Senate Intelligence Chairman Richard Burr and the panel’s top Democrat, Mark Warner of Virginia, are asking the Trump administration to declassify information related to the death of journalist Jamal Khashoggi and the US intelligence community’s assessment of who was responsible.
The senators sent a letter on Monday to acting Director of National Intelligence Richard Grenell requesting the administration provide an unclassified report on Khashoggi’s killing as required by a provision in last year’s National Defense Authorization Act, Burr confirmed Tuesday.
Burr told CNN that he sent the letter to Grenell as “one last effort to jog him” before Sen. Ron Wyden, an Oregon Democrat, pushes to use Senate rules to try to force the report’s release. The Washington Post first reported the letter from Burr and Warner.
Yet, the office of the director of national intelligence, which is now led by a Trump loyalist in Grenell, told lawmakers last month it would not provide any unclassified information about the killing, and provided only a classified report.
When asked Tuesday about the letter from Senate lawmakers, an ODNI spokesperson told CNN that the agency “has no specific detail to offer concerning the response” that has already been provided to lawmakers but “believes the response satisfies Congress’s specific requests as outlined in the FY20 NDAA sections.”

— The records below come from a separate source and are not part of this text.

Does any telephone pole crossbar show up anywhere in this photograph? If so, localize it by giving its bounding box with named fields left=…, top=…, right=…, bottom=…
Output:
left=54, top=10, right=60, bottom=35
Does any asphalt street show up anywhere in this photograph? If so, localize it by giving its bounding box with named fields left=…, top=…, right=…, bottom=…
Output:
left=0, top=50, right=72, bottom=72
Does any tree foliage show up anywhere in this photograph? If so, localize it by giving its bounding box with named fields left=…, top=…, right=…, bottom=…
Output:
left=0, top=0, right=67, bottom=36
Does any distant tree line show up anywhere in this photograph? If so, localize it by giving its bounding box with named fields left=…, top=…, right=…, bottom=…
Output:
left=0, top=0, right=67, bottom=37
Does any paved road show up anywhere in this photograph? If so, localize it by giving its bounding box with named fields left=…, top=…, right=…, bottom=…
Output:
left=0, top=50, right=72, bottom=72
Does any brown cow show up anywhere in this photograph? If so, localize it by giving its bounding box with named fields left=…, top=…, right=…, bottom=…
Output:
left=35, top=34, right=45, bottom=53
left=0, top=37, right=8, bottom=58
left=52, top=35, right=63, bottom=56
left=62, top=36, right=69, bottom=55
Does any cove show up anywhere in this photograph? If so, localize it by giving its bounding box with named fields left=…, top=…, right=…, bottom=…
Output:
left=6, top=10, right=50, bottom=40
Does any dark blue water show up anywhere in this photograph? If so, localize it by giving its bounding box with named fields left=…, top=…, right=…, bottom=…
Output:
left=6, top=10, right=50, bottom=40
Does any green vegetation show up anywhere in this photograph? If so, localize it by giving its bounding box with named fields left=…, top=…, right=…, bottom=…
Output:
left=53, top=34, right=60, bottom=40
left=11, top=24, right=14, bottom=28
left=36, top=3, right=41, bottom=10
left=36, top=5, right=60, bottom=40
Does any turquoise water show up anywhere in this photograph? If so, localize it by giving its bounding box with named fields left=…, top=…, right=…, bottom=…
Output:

Khashoggi – a Washington Post columnist and royal insider-turned-critic – was last seen entering the Saudi consulate in Istanbul on October 2, 2018. He had expected to collect documents for his upcoming wedding but was instead killed and allegedly dismembered in the building. His remains are yet to be found.
But more than a year after Khashoggi’s death, lawmakers are continuing to press the Trump administration over what it views as a lack of transparency on the matter.
Last year, President Donald Trump said he was “extremely angry and very unhappy” about the murder of Khashoggi but claimed that “nobody has directly pointed a finger” at Saudi Crown Prince Mohammed bin Salman, known as MBS, despite the conclusions of the CIA and a United Nations report.
MBS has denied personal involvement in the killing.
The request from Burr and Warner comes on the heels of a similar letter that was sent to Grenell last week by House Intelligence Chairman Adam Schiff urging the declassification of the Khashoggi information. The letter from the Senate leaders means the push for the Khashoggi information is now bipartisan.
“The Committee shares ODNI’s concerns regarding the protection of sensitive Intelligence Community sources and methods,” Schiff wrote. “However, after reviewing the classified annex, the Committee believes that the annex could be declassified with appropriate redactions that should not alter or obscure in any way the Intelligence Community’s determinations, presentation of evidence, or identification of relevant persons, as required by law. In doing so, ODNI would fulfill Congress’ requirement and intent that your office submit an unclassified report on the killing of Mr. Khashoggi.”
However, the ODNI spokesperson noted Tuesday that the relevant NDAA provisions require “an unclassified report … which may include a classified annex” and “an unclassified report … consistent with protecting sources and methods.”
“The ODNI will continue to be responsive to questions from Congress, including providing classified briefings, reports and information to meet the needs of its oversight committees,” the spokesperson told CNN.
“The IC has consistently provided our oversight committees with all relevant intelligence. This particular request asks us to make that intelligence available to the public. That is something that cannot be done without jeopardizing sources and methods,” they added, noting the agency is “following the recommendation of nonpartisan career intelligence officials.”
Democratic Sen. Ron Wyden of Oregon and Rep. Tom Malinowski of New Jersey held a press conference Tuesday with Khashoggi’s fiancé to push for the release of a declassified report, and Wyden said he may try to force the report’s release in the Intelligence Committee.
“I’m going to invoke a process that the Senate created a number of years ago… for itself to release information to the public,” Wyden said. “I’m doing it because the law left no ambiguity — the law was very specific about what needs to be public, and the information I’m seeking to be released is consistent in all particulars with this requirement.